Fiedler was in the original cast of the Broadway play A Raisin in the Sun as housing committee representative Lindner, a role he reprised in both the 1961 film version and the 1989 TV version. He appears in the film The Odd Couple (1968) as poker player Vinnie; he also appears on the TV series adaptation of The Odd Couple, at the invitation of his friend Jack Klugman, as the manager of a hyper-security building into which Felix and Oscar temporarily move, and as the cruel owner of a movie-star dog. He also appears in the films Harper Valley PTA (1978) and The Cannonball Run (1981).

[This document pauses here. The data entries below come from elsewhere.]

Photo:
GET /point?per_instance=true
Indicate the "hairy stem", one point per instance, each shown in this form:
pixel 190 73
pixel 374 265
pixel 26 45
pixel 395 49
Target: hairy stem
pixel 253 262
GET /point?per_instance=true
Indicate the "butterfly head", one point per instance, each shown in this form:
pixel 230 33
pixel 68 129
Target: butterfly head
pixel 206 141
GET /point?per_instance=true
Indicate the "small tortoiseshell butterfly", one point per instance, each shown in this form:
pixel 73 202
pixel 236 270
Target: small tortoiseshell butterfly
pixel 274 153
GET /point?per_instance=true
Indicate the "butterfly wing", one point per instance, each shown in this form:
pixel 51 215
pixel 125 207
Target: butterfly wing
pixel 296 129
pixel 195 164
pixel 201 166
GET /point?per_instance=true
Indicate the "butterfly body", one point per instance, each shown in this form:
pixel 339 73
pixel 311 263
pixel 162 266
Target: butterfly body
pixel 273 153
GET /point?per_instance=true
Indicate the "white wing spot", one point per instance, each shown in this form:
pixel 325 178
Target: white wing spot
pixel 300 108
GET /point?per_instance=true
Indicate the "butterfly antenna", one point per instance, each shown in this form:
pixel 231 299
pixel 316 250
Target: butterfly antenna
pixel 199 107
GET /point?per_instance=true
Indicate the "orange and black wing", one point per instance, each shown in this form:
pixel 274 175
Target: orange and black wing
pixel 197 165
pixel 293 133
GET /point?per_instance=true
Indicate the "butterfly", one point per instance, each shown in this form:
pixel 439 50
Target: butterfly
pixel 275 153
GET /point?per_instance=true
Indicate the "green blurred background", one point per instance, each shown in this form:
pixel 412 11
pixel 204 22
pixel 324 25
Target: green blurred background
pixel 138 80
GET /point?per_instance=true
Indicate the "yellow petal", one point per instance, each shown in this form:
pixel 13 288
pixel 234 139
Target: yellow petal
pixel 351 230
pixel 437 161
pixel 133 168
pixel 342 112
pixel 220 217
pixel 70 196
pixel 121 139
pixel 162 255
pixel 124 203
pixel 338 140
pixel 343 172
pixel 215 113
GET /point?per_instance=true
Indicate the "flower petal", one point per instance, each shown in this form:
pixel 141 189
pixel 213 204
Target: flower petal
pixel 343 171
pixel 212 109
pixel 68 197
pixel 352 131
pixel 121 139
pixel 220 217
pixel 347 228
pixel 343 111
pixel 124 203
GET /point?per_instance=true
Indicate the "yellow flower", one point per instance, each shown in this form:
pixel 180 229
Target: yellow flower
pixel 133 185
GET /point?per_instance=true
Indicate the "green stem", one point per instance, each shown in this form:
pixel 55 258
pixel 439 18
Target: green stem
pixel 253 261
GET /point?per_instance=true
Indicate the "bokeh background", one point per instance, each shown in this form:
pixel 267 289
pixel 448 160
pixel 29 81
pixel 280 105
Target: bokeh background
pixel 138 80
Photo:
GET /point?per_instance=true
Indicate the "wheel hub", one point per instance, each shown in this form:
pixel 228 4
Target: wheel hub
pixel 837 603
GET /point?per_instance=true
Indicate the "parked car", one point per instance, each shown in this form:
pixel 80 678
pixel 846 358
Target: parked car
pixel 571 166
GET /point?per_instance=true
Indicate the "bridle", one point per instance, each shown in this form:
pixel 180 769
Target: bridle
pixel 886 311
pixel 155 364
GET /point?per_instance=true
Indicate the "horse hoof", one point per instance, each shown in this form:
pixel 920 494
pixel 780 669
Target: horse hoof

He appears three times in a recurring role on Kolchak: The Night Stalker as morgue attendant Gordy "The Ghoul" Spangler. He plays Mr. Peterson, one of Bob's regular patients, on The Bob Newhart Show, and Mr. Dundee in an episode of The Twilight Zone, "The Night of the Meek" (1960). His many other guest appearances on TV include Columbo, Have Gun – Will Travel, Peter Gunn, Alfred Hitchcock Presents, Perry Mason, Bonanza, Gunsmoke, Cannon, My Favorite Martian, The Munsters, Bewitched, Get Smart, A Touch of Grace, The Rockford Files, Three's Company, Quincy, M.E., The Golden Girls, Banacek and Cheers.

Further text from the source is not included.